Ozone is an air pollutant formed in at ground level by the chemical reaction between oxygen
and automobile emissions in the presence of sunlight. The objective of this research is to
determine how lung size, chemical composition, and normal functioning of the respiratory
system affect the amount of inhaled ozone that reaches internal sites of tissue irritation
and damage. To infer the distribution of inhaled ozone within the respiratory system,
measurements of ozone concentration and air flow are made just outside the nose and mouth of
healthy subjects who breathe laboratory-generated, ozonated air for about one hour.
Biochemical composition of respiratory mucus is then inferred from nasal washings made with
salt water. The amount of ozone that a subject retains in one of these experiments is less
than the daily exposure in a large city such as New York or Los Angeles.
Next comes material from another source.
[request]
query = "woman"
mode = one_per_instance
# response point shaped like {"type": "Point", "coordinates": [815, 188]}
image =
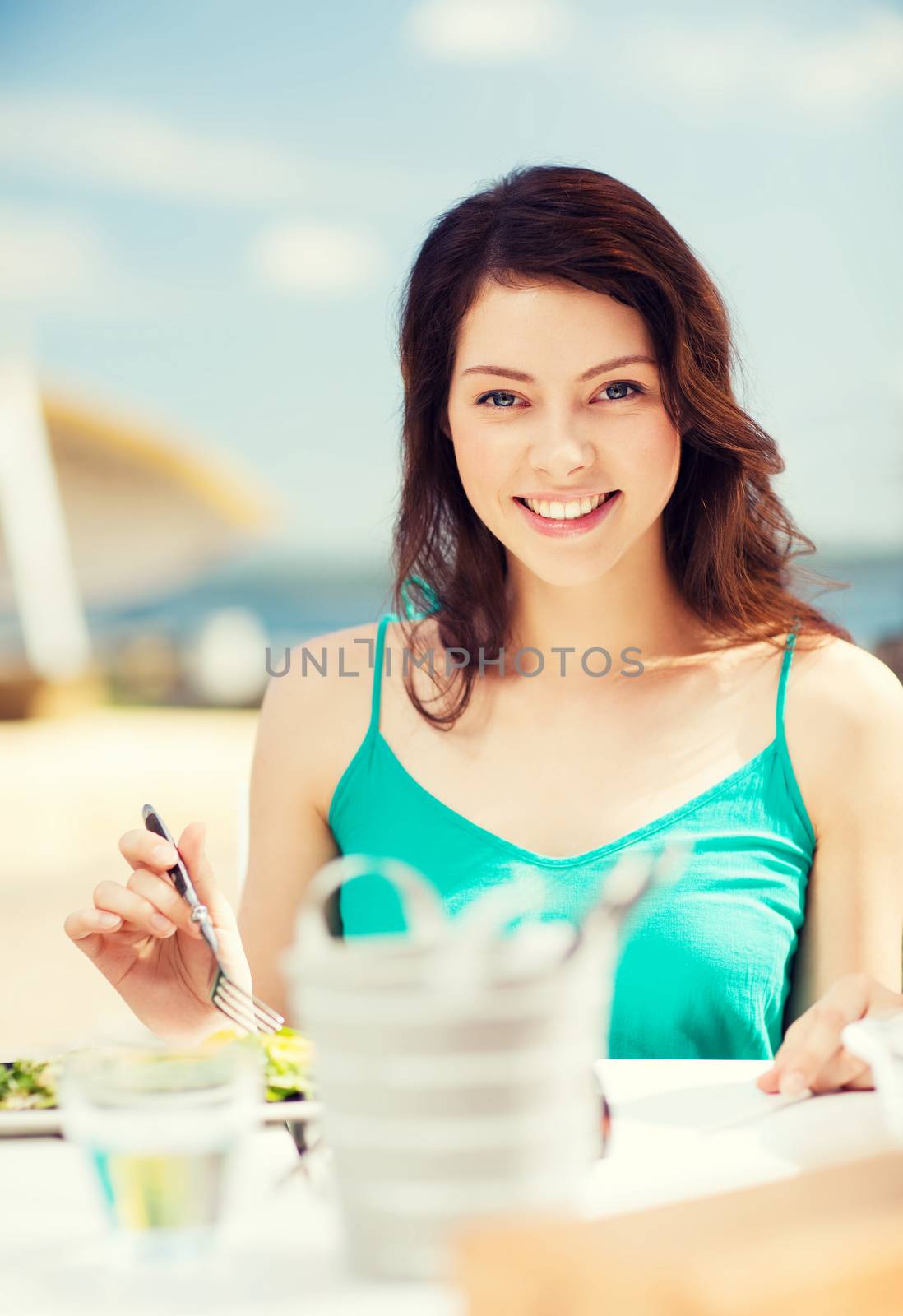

Ozone is a ground-level air pollutant generated primarily by the photochemical reaction of
automobile emissions. The primary objective of this research is to determine the mechanism
by which anatomical, physiological, and biochemical factors influence the longitudinal
distribution of respiratory ozone dose that is delivered to respiratory tissue during a
particular exposure condition. The specific aims are: 1) test the hypothesis that an
increase in respiratory flow increases the sensitivity of ozone dose to antioxidant levels
in the epithelial lining fluid. Ozone absorption will be measured in the nose of healthy
nonsmokers at different nasal flows while antioxidant levels are measured in nasal liquid;
2) test the hypothesis that the continuous inhalation of ozone and co-pollutant gases
affects antioxidant levels in the epithelial lining fluid, thereby modulating the ozone
dose. Ozone absorption and antioxidant levels in nasal lavage will be intermittently
measured in the nose of healthy nonsmokers while these subjects are continuously exposed to
clean air, ozone, nitrogen dioxide or sulfur dioxide during quiet nasal breathing for two
hours; 3) test the hypothesis that antioxidant concentrations in epithelial lining fluid are
directly related to plasma concentrations so that ozone absorption are modulated by the
appropriate pharmacological or dietary interventions. The longitudinal distribution of ozone
absorption will be measured throughout the conducting airways of healthy nonsmokers during
quiet nasal breathing. Measurements will be repeated at baseline conditions, after using
probenecid to pharmacologically reduce systemic urate, and after vitamin C supplementation
to increase systemic ascorbate; 4) quantify the reaction kinetics between ozone and
antioxidants in epithelial lining fluid. Samples of nasal liquid will be reacted with a
controlled flow of ozone in a miniature bioreactor to determine the reaction rate constant
and reaction order of ozone consumption; and 5) further develop a single-path diffusion
model. Respiratory absorption as well as in vitro reaction kinetics data will be used to
validate a mathematical ozone dosimetry model that can predict the longitudinal distribution
of ozone dose to airway tissue.
A subject will be enrolled in the study only if he or she: has not smoked within the past
3 years; and does not have hay fever, asthma, allergic rhinitis, nasal breathing disorders
or anatomical abnormalities, chronic respiratory disease, or any other chronic diseases.
Women will not be included in the study if they are pregnant. Subjects who regularly take
mediation will be excluded from the study.